The vast majority of real world systems are in C or C++ including your Oracle Database.

C gives a good grounding in programm methodologies and an understand of what is happening in your 4gl


----------



## gearoid (27 Apr 2009)

I accept that not everyone works on the most up to date technologies but C doesn't give you a good grounding in software engineering techniques. It is not a good teaching language. The fact that it is being taught to me is wrong. If you want to go for an old teaching language then why not Modula-2 or Ada. These are 80s languages that teach proper approaches to design. Learning obscure sprintf and struct syntax to me is not equipping you for modern programming. I learned C and Cobol and Fortran in my time. I've been a commercial C programmer.
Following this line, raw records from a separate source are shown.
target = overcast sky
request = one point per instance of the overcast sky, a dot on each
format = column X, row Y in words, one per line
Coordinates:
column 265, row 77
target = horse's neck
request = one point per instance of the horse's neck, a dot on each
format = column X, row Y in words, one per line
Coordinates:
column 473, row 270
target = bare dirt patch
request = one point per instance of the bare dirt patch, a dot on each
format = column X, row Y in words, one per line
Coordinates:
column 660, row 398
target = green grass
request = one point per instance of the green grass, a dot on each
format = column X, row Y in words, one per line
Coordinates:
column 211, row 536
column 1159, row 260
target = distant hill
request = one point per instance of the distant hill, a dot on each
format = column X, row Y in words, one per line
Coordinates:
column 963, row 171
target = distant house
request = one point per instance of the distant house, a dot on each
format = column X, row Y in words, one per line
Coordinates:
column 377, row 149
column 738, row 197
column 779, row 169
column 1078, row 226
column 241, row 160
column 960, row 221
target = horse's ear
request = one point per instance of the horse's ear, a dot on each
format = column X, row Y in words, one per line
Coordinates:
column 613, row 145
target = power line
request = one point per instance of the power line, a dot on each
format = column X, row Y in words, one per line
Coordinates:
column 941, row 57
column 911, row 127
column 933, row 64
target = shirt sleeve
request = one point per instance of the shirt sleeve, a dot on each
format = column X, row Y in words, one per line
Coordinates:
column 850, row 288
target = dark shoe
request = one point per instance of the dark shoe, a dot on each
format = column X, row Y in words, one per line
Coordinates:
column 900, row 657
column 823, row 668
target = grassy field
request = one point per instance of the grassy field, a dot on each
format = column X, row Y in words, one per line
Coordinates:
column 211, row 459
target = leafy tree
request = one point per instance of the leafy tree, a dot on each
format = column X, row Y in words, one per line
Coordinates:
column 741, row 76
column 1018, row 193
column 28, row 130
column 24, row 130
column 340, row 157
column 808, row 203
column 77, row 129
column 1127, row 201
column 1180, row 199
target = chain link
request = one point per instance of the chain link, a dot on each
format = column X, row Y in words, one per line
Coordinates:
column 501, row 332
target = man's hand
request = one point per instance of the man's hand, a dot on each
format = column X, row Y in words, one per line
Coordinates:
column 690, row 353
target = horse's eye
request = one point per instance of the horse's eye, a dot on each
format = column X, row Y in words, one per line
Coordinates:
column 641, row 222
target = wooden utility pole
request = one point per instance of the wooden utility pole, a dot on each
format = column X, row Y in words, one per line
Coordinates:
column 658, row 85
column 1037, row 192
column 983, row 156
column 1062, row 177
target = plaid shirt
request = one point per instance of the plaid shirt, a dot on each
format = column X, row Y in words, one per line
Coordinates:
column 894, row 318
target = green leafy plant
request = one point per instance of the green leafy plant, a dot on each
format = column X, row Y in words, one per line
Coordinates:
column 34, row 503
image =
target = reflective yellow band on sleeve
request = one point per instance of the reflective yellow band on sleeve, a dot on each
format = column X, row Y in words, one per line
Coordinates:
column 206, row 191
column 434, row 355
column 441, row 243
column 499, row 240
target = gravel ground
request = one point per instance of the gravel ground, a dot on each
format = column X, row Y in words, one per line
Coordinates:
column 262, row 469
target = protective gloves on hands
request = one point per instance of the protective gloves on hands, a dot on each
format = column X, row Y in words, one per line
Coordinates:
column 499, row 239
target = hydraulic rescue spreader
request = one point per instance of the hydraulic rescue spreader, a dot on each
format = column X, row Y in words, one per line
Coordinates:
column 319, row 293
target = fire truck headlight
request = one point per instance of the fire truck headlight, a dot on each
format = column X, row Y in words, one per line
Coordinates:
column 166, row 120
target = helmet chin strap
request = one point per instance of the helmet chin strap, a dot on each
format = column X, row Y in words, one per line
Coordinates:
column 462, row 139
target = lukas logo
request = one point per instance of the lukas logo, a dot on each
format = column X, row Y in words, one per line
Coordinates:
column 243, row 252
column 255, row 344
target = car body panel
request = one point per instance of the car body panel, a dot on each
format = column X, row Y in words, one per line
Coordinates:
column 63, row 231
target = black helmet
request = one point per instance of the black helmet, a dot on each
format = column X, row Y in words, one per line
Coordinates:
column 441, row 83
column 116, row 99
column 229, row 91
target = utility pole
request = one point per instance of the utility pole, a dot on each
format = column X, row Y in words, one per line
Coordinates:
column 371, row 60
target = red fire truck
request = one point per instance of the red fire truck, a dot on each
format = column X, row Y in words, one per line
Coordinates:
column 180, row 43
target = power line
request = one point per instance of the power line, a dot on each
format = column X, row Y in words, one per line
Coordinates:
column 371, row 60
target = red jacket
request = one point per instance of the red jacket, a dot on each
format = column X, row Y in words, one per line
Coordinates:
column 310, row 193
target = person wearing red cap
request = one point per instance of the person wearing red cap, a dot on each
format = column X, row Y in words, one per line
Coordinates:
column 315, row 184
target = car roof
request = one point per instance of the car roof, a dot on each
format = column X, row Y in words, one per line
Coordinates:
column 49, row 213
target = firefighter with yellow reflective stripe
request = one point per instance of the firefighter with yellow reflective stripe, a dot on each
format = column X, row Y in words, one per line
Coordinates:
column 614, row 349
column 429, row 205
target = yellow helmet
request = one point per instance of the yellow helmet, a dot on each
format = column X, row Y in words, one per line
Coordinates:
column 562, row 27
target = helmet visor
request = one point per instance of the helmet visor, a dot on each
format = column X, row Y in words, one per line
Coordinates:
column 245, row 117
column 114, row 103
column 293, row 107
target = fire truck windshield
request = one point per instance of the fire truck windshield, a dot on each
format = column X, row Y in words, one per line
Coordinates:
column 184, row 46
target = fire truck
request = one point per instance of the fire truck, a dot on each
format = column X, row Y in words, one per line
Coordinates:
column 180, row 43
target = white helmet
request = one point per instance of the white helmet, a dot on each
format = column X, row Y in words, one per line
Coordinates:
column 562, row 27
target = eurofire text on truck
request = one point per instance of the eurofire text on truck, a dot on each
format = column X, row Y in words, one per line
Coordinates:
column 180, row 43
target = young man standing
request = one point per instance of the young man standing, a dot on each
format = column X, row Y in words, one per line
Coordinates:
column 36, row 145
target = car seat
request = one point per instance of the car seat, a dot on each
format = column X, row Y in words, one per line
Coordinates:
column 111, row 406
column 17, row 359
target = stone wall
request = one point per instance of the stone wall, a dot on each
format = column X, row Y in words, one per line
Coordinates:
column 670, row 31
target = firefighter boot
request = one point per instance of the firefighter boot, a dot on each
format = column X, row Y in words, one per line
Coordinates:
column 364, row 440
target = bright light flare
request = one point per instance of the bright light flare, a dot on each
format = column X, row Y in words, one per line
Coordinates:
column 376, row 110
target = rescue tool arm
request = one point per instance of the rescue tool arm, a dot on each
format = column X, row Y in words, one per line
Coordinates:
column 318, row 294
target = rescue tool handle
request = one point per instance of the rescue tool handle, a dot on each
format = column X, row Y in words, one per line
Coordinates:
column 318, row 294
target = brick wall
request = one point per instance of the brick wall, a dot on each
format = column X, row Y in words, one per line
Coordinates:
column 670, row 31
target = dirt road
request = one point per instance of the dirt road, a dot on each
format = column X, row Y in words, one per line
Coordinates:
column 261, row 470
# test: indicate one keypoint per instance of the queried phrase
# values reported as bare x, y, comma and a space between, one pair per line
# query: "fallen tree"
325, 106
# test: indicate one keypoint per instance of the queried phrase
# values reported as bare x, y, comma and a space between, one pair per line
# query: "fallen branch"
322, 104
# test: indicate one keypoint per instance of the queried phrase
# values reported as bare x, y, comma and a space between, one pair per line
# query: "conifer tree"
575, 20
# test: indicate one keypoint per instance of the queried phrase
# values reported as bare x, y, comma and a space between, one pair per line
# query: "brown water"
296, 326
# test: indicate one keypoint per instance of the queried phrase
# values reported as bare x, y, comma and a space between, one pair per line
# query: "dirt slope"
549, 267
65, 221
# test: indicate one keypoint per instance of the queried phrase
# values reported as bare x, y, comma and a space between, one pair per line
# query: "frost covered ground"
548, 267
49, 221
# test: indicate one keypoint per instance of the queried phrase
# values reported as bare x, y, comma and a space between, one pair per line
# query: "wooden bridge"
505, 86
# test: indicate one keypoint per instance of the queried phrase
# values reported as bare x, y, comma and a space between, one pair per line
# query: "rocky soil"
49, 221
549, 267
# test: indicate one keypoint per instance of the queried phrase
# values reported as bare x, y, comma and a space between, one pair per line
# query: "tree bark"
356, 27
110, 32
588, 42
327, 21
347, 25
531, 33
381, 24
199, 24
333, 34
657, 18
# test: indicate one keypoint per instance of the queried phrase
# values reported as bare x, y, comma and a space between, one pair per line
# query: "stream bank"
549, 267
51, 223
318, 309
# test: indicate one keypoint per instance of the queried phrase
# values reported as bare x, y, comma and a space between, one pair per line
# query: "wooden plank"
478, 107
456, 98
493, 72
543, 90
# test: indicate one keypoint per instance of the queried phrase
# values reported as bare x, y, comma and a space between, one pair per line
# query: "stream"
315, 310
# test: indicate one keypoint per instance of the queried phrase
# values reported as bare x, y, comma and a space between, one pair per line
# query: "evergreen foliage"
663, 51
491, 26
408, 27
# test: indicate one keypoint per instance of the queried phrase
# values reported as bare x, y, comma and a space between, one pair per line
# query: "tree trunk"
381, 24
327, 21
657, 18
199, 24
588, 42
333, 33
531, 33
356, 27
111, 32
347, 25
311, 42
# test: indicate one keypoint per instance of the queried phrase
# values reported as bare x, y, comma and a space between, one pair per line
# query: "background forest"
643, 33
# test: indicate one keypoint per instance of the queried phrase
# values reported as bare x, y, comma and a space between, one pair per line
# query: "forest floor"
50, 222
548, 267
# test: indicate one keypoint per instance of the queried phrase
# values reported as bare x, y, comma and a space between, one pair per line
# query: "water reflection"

I don't think it fits a modern IT course and it won't give you an edge in a brutal jobs market.

If I was paying top dollar to do a course I would expect something a little more up to date.

I know that Cobol, Mumps and many other older languages still have their place but I wouldn't necessary advise anyone coming into the industry to learn them. I know a number of Cobol programmers who couldn't get jobs after Y2K and left. Don't learn the niche or stagnant technology if you can help it.

I suggested a valid curriculum, why not give it a shot yourself yoganmahew?


----------



## gearoid (27 Apr 2009)

Just spotted the comments above. C++ fine as a teaching language but not C. Don't forget your also teaching software engineering. I don't think it is a good teaching language certainly if it is the main means of teaching 3GL


----------



## z109 (27 Apr 2009)

I work on the fastest transaction processing system known to man. I am quite happy, thank you very much. You stick with your boy racer cars with their show spoilers and their extra-loud exhausts. I'll stick to my F1...


----------



## andycole (28 Apr 2009)

Hi - thanks for all the replies - interesting comments about C being taught as part of the Curriculum on this MSc. And I am disappointed to see it in the Curriculum because in my BSc Information Systems I studied C - so would not really like to do so again for a MSc. 

However I am in a bit of a difficult situation - at the moment I have just entered a IT Analyst Programmer position whcih involves SQL workload. 
I have noted the MSc Software Engineering with DCU - the new MSc Computer Science, Negotiated Contract with UCD - but still feel that the typical modules that are covered with these MSc's are too advanced for me. So I am thinking that this MSc - its structure, would be a good step to future study of either the DCU or UCD MSc's.

One other MSc option that I have looked at is the MSc Management Information Systems with TCD. This is the follow on programme from my own BSc programme that I studied with TCD. But unfortunately this programme with TCD is "management" focused - from my point of view I would not require this type of education at this stage of my career.

Geraroid - thanks for that link to the Oracle material. I will look at that.

Also see the story that was on the Guardian Newspaper last week - it was a story about the extent of Cobol in Business System in the UK. I think a figure of 80% > was mentioned - one of the good points mentioned from the Management point of view - "they found that it is a very readable language, someone can go back to and review the lines of code and still find it easy to understand despite a period of 20 years or more"
And if a person will travel a wage of £80,000 or more is possible!


----------